This article was featured in WYDaily on 1/6/22.
The homeless pets of The Heritage Humane Society are standing by to help people stick to the most popular New Year’s resolutions. With people’s resounding desire to once again commit to healthier living according to this recent 2023 resolutions survey by Statista, the shelter knows that adding a pet as a partner can make obtaining goals easier and more rewarding.
The following resolutions are matched with current homeless pets at The Heritage Humane Society who are hoping to join you in meeting your New Year’s resolutions.
Resolution: Be more active.
A walking or jogging buddy is built-in support for reaching fitness goals. The American Heart Association shares that dog owners are more likely to hit their fitness goals than those without pups. In fact, dog parents are 34% more likely to fit in 150 minutes of walking a week than non-dog owners.
Saluda. Full of enthusiasm, this four-year-old pup with beautiful cream-colored fur is eager to become a dedicated walking and/or running buddy.
Soul. Meet your new “Soul” mate, Soul! At less than a year old, Soul is full of silly puppy energy and would like a home where he can be active and play. He can double as both an exercise partner and snuggle buddy.
Resolution: Smile More.
Megawatt grins have science-backed benefits including stress relief, pain relief and strengthened relationships. The unconditional love brought about by a pet helps you tap into one of your most power tools – your smile – to improve health, bolster relationships and just feel better.
Niyah. Turn that frown upside down! Want a surefire way to put a smile on your face every day? Adopt Niyah. This fun-loving girl is guaranteed to bring a whole lot of happiness to her future family. One of our favorite things about Niyah is that she has a tendency to grunt and grumble like a warthog, which is why her nickname at the shelter is “Little Warthog.” She loves making friends with everyone she meets as long as they are willing to give her lots of love and attention. She is a stage 5 clinger and wants to be as close to you as physically possible, so make sure you have a spot on the couch for her.

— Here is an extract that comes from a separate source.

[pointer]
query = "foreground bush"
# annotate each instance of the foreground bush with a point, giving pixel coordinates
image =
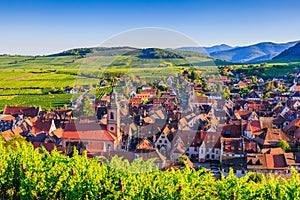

Resolution: Spend more time with family
Moses. Currently the longest resident at The Heritage Humane Society, Moses has been at the shelter 235 days and hoping each day will be the one he finds his forever home. He’s a big boy with an even bigger heart. He is sweet and friendly and looking for an active family to become a part of. If you’ve got room in your heart and home for a guy like Moses, come meet him.
Resolution: Take time to relax.
After the hustle and bustle of the holidays, the long days of winter are an opportunity to learn how to relax. Studies show having a cat can help to lower stress, anxiety, and even depression. Spending time with these fuzzy stress relievers can cause your body to produce stress reducing hormones. When petting cats, your heart rate and blood pressure decrease and your anxiety levels normalize.
Even their purring power is healing. A cat purrs within a range of 20-140 Hz, which is known to be medically therapeutic for illnesses in humans.
The Heritage Humane Society currently has 38 adoptable cats.
Holly. Seven years young and very affectionate. She is a purr-fect mix of independence and affection. Curiosity lives in her big, round green eyes and she LOVES attention in the form of pets. Give her some head scratches and you’ll be her new bestie!
Patchy the Pirate and Jack Sparrow. What’s better than one cat with two eyes? Two cats that each only has one eye! Patchy the Pirate and Jack Sparrow are two brothers looking for a home together. You see, they have been through a lot together already and they are only six months old. Both were suffering from severe corneal disease when they arrived at The Heritage Humane Society. Ultimately, they both ended up needing their right eyes removed to be able to live pain-free. Patchy has very limited (if any) vision in his left eye, but he finds his way around just fine and his brother has of course been there along the way to help him. Whoever adopts these pirate brothers are going to get the world’s most resilient and loving cats!
Resolution: Eat healthy.
A cheering section can be just as effective even if it is tiny, as in the shelter’s small pets. This currently includes adoptable guinea pigs and rabbits.
Small pets yearn for a healthy diet of fresh veggies. Their daily diet is a built-in motivation to prepare your own healthy snacks and meals.
Jonathon and Danny. These two four-month-old guinea pigs are full of character. There inquisitive eyes, twitching noses, and curiosity are as alluring as they are soothing to watch.
Forrest and Marshmellow. Marshmellow is a dwarf rabbit. This white bunny is trimmed in chestnut, a fun reminder of a perfectly toasted marshmallow. Forrest is a buff and gray ball of huggable, fluff.
Resolution: Learn something new.
Broaden your skills and those of your dog this year with a new year of new tricks. The Heritage Humane Society offers many levels of dog training classes and workshops. Held right at the shelter, you and your New Year’s resolution buddy can learn, have fun, and bond.
The bottom line – having a pet can make us better humans. The Heritage Humane Society currently has close to 200 pets being cared for. Visiting and adopting hours are 8:30 a.m. to 4:30 p.m. daily.